Food security is still a major concern for Qatar’s National Development Plans, as it is crucial for the country’s economic independence and achieving its 2030 national vision. Qatar aims to increase domestic food and agricultural output, and the Ministry of Trade and Industry is working to enhance cooperation between the public and private sectors to make the nation one of the region’s most prominent self-sufficient nations. The 2018 Food Global Security Index (FGSI) score for Qatar, as reported by the Intelligence Unit of the Economist, is slightly higher than the previous year, with a score of 76.5 compared to 73.3 in 2017. This improvement leads to Qatar moving up from position 29 to position 22 worldwide, which was likely influenced by the challenges faced by Qatar during the blockade.
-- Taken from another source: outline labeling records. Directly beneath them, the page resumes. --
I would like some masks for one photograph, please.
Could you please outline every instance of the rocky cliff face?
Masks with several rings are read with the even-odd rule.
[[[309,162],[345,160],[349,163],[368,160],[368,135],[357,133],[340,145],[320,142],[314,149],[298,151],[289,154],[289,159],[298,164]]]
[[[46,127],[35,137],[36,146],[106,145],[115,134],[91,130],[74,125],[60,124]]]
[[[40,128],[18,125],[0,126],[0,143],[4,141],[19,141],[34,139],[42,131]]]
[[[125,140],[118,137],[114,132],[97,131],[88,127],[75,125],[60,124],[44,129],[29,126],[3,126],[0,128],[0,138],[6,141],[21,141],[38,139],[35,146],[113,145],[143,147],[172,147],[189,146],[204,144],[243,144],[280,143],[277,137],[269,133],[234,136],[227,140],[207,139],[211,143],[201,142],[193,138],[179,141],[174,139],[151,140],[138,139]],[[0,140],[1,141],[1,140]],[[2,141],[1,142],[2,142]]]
The authors suggest that future research could involve the development of a global multi-regional econometric model of Qatar’s food sectors using real trade data from various sources. Our method could help improve the resilience of the food supply system in the event of future crises, such as the ongoing threats of COVID-19 and the Russia–Ukraine war. To prepare for such unexpected situations, the authors recommend the advancement of proposed analytical trade-based model for Qatar’s food value chain. Using advanced operations research methods like network optimization, simulation, and supply chain data analytics will be important for future research efforts to assess and minimize the impacts of food crises on future generations.